Learning cosmology and clustering with cosmic graphs
- URL: http://arxiv.org/abs/2204.13713v1
- Date: Thu, 28 Apr 2022 18:00:02 GMT
- Title: Learning cosmology and clustering with cosmic graphs
- Authors: Pablo Villanueva-Domingo, Francisco Villaescusa-Navarro
- Abstract summary: We train deep learning models on thousands of galaxy catalogues from the state-of-the-art hydrodynamic simulations of the CAMELS project.
We first show that GNNs can learn to compute the power spectrum of galaxy catalogues with a few percent accuracy.
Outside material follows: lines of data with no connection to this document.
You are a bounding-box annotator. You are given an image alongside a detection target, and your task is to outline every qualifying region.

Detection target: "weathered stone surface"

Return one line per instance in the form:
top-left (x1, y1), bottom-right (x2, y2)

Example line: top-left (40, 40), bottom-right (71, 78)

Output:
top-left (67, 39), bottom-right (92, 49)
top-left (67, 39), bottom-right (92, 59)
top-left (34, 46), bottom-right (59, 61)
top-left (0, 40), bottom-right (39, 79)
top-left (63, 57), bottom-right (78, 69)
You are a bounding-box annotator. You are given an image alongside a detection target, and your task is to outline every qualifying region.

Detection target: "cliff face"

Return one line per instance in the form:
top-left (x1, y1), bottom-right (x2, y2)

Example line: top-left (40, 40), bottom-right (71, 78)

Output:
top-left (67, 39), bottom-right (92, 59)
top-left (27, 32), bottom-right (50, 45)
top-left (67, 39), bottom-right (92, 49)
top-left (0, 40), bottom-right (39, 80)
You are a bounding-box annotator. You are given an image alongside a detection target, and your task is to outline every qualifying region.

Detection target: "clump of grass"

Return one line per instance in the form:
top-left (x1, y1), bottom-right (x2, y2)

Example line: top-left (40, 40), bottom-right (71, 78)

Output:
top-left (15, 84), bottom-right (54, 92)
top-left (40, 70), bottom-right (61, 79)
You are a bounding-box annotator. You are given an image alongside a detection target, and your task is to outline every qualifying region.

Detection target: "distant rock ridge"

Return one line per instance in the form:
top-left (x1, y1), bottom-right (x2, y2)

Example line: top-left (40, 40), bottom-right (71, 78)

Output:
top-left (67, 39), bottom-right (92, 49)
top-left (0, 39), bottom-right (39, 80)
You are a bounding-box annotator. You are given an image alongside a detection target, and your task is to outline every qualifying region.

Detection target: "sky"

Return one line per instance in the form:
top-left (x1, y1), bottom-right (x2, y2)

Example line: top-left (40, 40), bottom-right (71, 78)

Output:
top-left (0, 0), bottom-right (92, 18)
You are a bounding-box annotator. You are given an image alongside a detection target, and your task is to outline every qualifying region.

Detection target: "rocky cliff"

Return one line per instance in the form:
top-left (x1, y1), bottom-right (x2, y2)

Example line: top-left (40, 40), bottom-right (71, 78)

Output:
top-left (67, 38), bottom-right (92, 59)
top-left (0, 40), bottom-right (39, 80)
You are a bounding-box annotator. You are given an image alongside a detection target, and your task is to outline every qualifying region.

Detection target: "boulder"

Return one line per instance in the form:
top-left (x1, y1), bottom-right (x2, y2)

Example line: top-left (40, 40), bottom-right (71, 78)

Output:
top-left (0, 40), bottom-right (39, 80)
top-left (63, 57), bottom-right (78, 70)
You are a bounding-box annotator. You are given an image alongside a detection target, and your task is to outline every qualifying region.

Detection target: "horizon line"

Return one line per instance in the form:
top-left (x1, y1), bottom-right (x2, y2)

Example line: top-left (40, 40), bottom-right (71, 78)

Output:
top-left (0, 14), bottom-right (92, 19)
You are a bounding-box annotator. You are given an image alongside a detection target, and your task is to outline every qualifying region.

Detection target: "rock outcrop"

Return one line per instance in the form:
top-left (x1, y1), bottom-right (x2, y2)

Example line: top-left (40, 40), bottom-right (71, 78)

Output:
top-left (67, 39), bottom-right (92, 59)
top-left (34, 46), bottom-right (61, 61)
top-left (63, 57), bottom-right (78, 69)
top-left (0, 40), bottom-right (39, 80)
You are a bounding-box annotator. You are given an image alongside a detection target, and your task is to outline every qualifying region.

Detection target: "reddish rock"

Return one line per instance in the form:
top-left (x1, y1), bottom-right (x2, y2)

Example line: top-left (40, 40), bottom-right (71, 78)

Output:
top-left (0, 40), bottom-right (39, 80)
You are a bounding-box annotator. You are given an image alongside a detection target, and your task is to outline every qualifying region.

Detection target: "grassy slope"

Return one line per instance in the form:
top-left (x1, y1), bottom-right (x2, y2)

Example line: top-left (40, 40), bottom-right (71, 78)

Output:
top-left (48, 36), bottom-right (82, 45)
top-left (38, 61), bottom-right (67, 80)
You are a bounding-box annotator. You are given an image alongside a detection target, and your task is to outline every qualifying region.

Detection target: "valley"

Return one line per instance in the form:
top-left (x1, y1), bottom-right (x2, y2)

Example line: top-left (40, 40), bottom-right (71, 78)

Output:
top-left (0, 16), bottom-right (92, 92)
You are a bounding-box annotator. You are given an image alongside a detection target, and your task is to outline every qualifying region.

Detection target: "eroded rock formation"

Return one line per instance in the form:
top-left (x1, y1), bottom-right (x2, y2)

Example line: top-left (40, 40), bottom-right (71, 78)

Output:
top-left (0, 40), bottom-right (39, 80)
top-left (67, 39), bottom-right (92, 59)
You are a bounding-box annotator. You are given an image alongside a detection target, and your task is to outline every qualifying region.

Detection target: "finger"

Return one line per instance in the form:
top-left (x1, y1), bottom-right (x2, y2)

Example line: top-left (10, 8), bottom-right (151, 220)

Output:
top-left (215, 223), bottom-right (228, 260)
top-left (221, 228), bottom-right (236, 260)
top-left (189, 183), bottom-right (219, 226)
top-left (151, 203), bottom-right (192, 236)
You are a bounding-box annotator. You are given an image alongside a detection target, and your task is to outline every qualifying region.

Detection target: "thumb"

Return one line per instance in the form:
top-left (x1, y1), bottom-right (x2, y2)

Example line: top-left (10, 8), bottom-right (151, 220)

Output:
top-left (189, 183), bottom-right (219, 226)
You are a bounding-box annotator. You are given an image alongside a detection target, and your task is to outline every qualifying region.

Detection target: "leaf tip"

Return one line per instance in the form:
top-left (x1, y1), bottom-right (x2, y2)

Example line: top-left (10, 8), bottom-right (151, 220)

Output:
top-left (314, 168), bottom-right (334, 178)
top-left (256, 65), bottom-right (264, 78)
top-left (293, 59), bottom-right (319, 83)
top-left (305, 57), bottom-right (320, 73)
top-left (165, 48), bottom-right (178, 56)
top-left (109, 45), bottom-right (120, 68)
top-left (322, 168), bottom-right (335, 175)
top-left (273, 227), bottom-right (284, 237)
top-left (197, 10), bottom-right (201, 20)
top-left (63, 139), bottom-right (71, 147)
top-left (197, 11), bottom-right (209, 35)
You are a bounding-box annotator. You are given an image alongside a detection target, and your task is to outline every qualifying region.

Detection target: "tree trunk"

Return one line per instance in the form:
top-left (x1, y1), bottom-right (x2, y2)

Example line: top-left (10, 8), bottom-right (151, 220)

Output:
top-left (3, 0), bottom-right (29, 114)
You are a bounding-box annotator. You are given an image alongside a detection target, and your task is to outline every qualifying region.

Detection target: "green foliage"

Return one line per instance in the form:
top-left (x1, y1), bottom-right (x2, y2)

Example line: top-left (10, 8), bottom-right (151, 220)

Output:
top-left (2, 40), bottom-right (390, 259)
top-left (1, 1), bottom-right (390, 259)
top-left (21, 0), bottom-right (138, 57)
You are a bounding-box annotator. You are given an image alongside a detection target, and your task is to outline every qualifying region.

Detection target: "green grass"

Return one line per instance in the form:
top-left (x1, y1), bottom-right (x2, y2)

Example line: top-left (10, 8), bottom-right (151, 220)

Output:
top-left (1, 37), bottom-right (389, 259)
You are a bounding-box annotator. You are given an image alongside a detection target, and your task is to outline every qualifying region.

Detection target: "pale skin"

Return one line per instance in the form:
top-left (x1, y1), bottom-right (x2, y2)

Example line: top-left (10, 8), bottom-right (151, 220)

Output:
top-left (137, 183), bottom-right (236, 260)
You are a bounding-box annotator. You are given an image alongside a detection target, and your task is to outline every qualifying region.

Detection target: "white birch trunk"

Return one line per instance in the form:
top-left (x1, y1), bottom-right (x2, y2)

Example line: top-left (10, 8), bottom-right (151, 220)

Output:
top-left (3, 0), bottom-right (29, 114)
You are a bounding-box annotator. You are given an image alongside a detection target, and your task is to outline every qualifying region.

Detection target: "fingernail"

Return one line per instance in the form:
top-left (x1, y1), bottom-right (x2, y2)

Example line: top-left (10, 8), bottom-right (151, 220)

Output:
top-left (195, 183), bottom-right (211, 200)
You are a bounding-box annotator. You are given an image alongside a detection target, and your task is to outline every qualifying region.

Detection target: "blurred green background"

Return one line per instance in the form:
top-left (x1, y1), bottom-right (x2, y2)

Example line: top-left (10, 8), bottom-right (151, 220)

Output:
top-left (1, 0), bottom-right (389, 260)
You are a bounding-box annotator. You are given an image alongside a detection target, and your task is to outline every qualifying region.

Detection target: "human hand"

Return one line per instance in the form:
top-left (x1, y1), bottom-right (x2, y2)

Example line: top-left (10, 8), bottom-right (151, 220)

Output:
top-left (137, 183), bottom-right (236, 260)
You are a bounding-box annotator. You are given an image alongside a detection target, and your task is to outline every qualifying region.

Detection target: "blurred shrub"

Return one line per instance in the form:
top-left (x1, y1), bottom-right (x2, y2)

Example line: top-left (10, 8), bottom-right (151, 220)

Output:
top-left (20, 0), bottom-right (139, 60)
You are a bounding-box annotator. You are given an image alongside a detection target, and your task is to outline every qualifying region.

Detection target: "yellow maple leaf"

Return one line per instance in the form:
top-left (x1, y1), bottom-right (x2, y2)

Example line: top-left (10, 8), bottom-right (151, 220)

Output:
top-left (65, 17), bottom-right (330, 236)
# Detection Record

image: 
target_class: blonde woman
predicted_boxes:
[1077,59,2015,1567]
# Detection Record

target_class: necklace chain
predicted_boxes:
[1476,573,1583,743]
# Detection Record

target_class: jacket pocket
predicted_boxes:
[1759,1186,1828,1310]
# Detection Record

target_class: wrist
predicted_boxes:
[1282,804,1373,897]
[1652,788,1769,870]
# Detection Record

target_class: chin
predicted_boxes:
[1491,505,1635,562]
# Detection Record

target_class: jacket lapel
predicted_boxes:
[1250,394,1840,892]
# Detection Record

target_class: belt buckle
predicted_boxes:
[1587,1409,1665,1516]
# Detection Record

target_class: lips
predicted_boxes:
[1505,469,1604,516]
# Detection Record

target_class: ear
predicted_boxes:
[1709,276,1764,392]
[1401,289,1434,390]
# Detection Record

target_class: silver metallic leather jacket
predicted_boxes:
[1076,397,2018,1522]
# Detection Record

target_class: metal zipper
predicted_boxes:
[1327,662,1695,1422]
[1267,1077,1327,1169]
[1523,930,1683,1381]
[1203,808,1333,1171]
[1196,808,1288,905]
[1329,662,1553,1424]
We then train GNNs to perform likelihood-free inference at the galaxy-field level.
- Score: 0.0
- License: http://creativecommons.org/licenses/by/4.0/
- Abstract: We train deep learning models on thousands of galaxy catalogues from the
state-of-the-art hydrodynamic simulations of the CAMELS project to perform
regression and inference. We employ Graph Neural Networks (GNNs), architectures
designed to work with irregular and sparse data, like the distribution of
galaxies in the Universe. We first show that GNNs can learn to compute the
power spectrum of galaxy catalogues with a few percent accuracy. We then train
GNNs to perform likelihood-free inference at the galaxy-field level. Our models
are able to infer the value of $\Omega_{\rm m}$ with a $\sim12\%-13\%$ accuracy
just from the positions of $\sim1000$ galaxies in a volume of $(25~h^{-1}{\rm
Mpc})^3$ at $z=0$ while accounting for astrophysical uncertainties as modelled
in CAMELS. Incorporating information from galaxy properties, such as stellar
mass, stellar metallicity, and stellar radius, increases the accuracy to
$4\%-8\%$. Our models are built to be translational and rotational invariant,
and they can extract information from any scale larger than the minimum
distance between two galaxies. However, our models are not completely robust:
testing on simulations run with a different subgrid physics than the ones used
for training does not yield as accurate results.